Using multiprocessing with runpy

I have a Python module that uses multiprocessing. I'm executing this module from another script with runpy. However, this results in (1) the module running twice, and (2) the multiprocessing jobs never finish (the script just hangs).

In my minimal working example, I have a script runpy_test.py:

import runpy
runpy.run_module('module_test')

and a directory module_test containing an empty __init__.py and a __main__.py:

from multiprocessing import Pool

print 'start'
def f(x):
    return x*x
pool = Pool()
result = pool.map(f, [1,2,3])
print 'done'

When I run runpy_test.py, I get:

start
start

and the script hangs.

If I remove the pool.map call (or if I run __main__.py directly, including the pool.map call), I get:

start
done

I'm running this on Scientific Linux 7.6 in Python 2.7.5.

Solution

Rewrite your __main__.py like so:

from multiprocessing import Pool
from .implementation import f

print 'start'
pool = Pool()
result = pool.map(f, [1,2,3])
print 'done'

And then write an implementation.py (you can call this whatever you want) in which your function is defined:

def f(x):
    return x*x

Otherwise you will have the same problem with most interfaces in multiprocessing, and independently of using runpy.
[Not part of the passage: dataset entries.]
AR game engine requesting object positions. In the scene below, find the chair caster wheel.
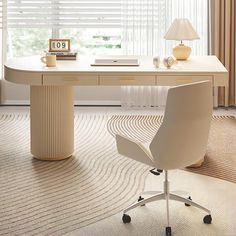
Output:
[166,227,171,236]
[122,214,131,224]
[184,196,192,206]
[138,196,145,206]
[203,215,212,224]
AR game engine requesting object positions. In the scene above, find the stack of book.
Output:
[48,52,77,60]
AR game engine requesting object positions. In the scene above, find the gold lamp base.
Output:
[173,44,192,60]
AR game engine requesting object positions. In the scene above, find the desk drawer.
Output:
[100,75,155,85]
[43,74,98,86]
[157,75,212,86]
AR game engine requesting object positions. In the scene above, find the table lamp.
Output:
[164,18,199,60]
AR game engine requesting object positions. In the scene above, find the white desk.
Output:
[4,56,228,160]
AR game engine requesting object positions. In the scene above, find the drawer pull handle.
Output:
[120,78,135,82]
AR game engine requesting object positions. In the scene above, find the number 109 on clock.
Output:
[49,39,70,52]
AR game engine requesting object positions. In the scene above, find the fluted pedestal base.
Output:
[30,86,74,160]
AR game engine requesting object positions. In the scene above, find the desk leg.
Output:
[30,86,74,160]
[213,87,218,108]
[225,86,229,107]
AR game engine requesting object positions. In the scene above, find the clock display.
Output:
[49,39,70,52]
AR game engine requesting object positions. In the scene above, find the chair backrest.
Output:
[150,81,213,170]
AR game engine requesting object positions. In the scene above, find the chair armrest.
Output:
[116,134,154,167]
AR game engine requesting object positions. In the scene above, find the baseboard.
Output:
[1,100,121,106]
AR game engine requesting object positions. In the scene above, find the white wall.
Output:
[1,80,121,105]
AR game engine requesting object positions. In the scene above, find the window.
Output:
[0,0,208,57]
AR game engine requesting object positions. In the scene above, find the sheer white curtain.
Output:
[121,0,208,107]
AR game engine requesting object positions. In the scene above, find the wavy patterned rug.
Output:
[0,114,236,236]
[0,114,149,236]
[107,115,236,183]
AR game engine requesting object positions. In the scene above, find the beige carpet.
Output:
[0,114,149,236]
[107,115,236,183]
[0,114,236,236]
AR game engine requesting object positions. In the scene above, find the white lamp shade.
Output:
[164,18,199,41]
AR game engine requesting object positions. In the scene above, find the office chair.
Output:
[116,81,213,236]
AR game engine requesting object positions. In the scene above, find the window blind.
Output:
[7,0,122,28]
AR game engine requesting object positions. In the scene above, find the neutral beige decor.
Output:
[0,113,236,236]
[0,114,149,236]
[107,115,236,183]
[209,0,236,106]
[164,18,199,60]
[30,86,74,160]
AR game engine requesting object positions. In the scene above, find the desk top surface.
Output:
[5,56,227,74]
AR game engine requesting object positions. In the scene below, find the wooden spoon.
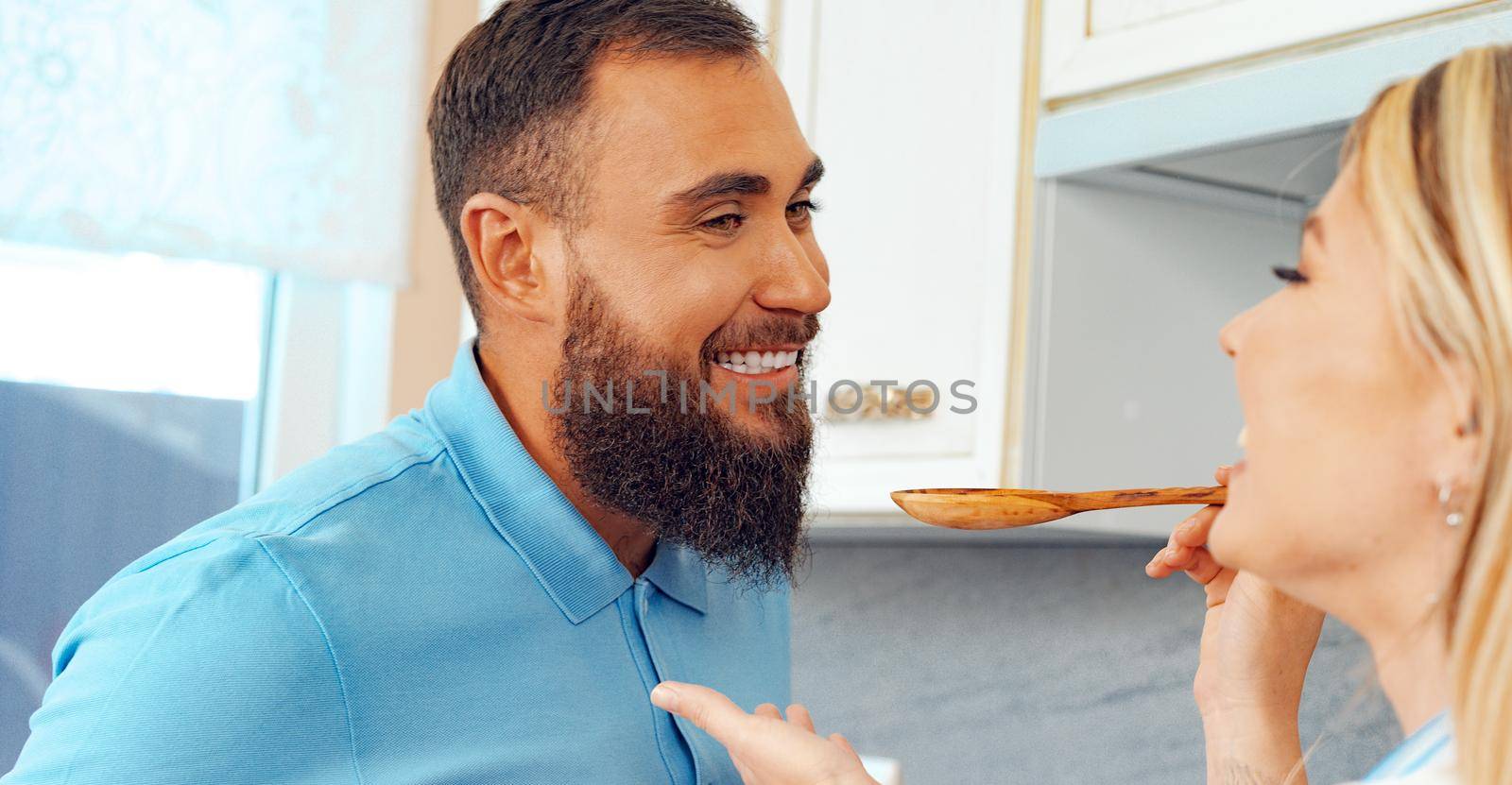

As @Weeble explained, when Pool.map tries to load the function f in each sub-process it will import <your_package>.__main__ where your function is defined, but since you have executable code at module-level in __main__ it will be re-executed by the sub-process.

Aside from this technical reason, this is also better design in terms of separation of concerns and testing. Now you can easily import and call (including for test purposes) the function f without running it in parallel.